Oral Presentation Australasian Society for Immunology Annual Scientific Meeting 2014

Peripheral T cell subsets in cystic fibrosis (#43)

Emily Mulcahy 1 , Jo Hudson 1 , Sean Beggs 2 , Louise Roddam 1 , Margaret Cooley 1
  1. University of Tasmania, Hobart, TAS, Australia
  2. Royal Hobart Hospital, Hobart, TAS, Australia

Cystic fibrosis (CF), the most common life-limiting single gene disorder, is caused by mutations to the cystic fibrosis transmembrane conductance regulator (CFTR) gene. CFTR is expressed by epithelial cells and immune cells, including APCs, monocytes and lymphocytes. Individuals with CF appear to have a functioning immune system although they are unable to eradicate respiratory infections. Previous studies on mouse CFTR-negative lymphocytes have shown abnormal immune responses to antigen. We hypothesized it would be possible to detect the presence of inherent immune regulatory defects by investigation of CD4+ lymphocyte subsets in peripheral blood of CF patients, and that the incorporation of clinical parameters into this analysis would allow identification of biomarkers for prediction of worsened clinical state. Peripheral blood mononuclear cells (PBMC) were isolated from adults and children with CF and healthy age-matched controls, then stimulated with Ca2+ionophore and phorbol myristate acetate (PMA). PBMC were stained with the relevant antibodies for multi-colour flow cytometry analysis of the Th1, Th2, Th17, FoxP3+ Treg, IL-10-producing Tr1 and TGF-β-producing Th3 CD4+ subsets.
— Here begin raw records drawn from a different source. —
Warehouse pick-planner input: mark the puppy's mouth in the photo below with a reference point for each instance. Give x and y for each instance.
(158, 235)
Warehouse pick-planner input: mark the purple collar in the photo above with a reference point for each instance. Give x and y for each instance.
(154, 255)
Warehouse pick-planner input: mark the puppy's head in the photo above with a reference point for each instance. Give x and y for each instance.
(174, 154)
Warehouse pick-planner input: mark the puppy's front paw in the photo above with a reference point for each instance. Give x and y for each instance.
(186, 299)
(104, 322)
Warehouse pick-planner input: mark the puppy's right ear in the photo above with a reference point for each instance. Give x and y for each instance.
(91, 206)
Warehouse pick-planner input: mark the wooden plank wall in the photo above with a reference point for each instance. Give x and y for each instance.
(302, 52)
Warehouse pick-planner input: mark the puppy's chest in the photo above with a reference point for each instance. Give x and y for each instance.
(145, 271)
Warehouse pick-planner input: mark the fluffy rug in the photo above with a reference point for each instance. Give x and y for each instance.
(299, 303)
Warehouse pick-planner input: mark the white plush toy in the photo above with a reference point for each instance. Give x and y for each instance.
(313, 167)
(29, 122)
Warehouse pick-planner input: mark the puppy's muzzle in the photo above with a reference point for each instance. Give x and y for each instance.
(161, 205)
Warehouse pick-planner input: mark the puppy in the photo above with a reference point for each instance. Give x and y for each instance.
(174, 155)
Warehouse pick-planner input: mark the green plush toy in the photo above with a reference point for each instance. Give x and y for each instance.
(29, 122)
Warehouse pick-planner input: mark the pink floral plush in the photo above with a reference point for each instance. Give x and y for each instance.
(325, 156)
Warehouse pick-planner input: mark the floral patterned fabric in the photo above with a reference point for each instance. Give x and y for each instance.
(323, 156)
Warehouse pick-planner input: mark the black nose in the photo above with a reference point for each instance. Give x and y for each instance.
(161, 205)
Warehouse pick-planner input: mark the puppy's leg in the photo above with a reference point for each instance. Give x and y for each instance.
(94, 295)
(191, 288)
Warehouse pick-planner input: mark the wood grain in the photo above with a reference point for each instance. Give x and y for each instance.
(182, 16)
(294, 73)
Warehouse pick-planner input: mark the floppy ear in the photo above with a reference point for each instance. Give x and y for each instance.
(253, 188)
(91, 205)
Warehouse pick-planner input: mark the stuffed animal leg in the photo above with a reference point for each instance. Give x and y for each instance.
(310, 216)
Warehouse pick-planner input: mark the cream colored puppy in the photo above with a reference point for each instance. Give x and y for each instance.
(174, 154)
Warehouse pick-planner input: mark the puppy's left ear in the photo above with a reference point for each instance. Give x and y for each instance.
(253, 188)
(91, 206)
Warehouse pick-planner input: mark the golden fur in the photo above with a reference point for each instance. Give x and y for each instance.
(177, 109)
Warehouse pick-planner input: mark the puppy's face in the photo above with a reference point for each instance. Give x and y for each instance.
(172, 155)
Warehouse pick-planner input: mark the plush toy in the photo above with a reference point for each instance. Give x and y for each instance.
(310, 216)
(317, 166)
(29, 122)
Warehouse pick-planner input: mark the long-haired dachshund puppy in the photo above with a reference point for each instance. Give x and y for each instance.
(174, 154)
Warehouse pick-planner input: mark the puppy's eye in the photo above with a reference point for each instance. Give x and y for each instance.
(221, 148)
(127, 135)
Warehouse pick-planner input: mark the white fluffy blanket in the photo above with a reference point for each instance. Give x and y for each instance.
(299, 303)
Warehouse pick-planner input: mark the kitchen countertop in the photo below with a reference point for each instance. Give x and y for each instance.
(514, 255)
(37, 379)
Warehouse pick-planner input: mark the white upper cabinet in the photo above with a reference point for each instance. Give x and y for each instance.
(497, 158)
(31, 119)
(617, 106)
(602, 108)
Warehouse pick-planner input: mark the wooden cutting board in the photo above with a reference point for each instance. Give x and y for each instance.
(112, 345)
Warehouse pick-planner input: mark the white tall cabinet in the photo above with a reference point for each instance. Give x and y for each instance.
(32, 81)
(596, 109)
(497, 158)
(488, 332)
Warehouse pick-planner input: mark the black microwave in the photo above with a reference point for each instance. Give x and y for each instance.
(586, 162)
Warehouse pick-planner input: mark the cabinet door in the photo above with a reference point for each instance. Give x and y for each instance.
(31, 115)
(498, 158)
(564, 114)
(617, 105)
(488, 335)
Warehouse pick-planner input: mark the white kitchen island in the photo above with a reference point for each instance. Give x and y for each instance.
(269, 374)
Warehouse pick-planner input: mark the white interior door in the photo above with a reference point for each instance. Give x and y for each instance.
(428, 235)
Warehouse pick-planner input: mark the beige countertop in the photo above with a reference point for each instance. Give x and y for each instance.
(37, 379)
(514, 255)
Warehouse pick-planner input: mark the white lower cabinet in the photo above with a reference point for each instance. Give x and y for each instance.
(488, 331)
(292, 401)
Investigation of the subsets revealed there to be a higher level of the regulatory subsets, FoxP3+ Treg, IL-10-producing Tr1 and TGF-β-producing Th3 cells, in CF adults compared with healthy controls but no difference between healthy and CF children. No significant difference was found in the effector subsets, Th1, Th2 and Th17 in either group. As differences were seen only in adults, this suggests that regulatory subsets are increased because of chronic infection and inflammation. Most interestingly a strong inverse correlation was found between percentage of Th17 cells and lung function (FEV1% predicted), a relationship that was present in both the CF adults and children. A similar but weaker relationship was seen between FoxP3+ Treg cells and lung function, but was only present in CF adults. This may indicate that Th17 cells, and to a lesser extent FoxP3+ Treg cells, could be a useful marker for lung function decline in CF.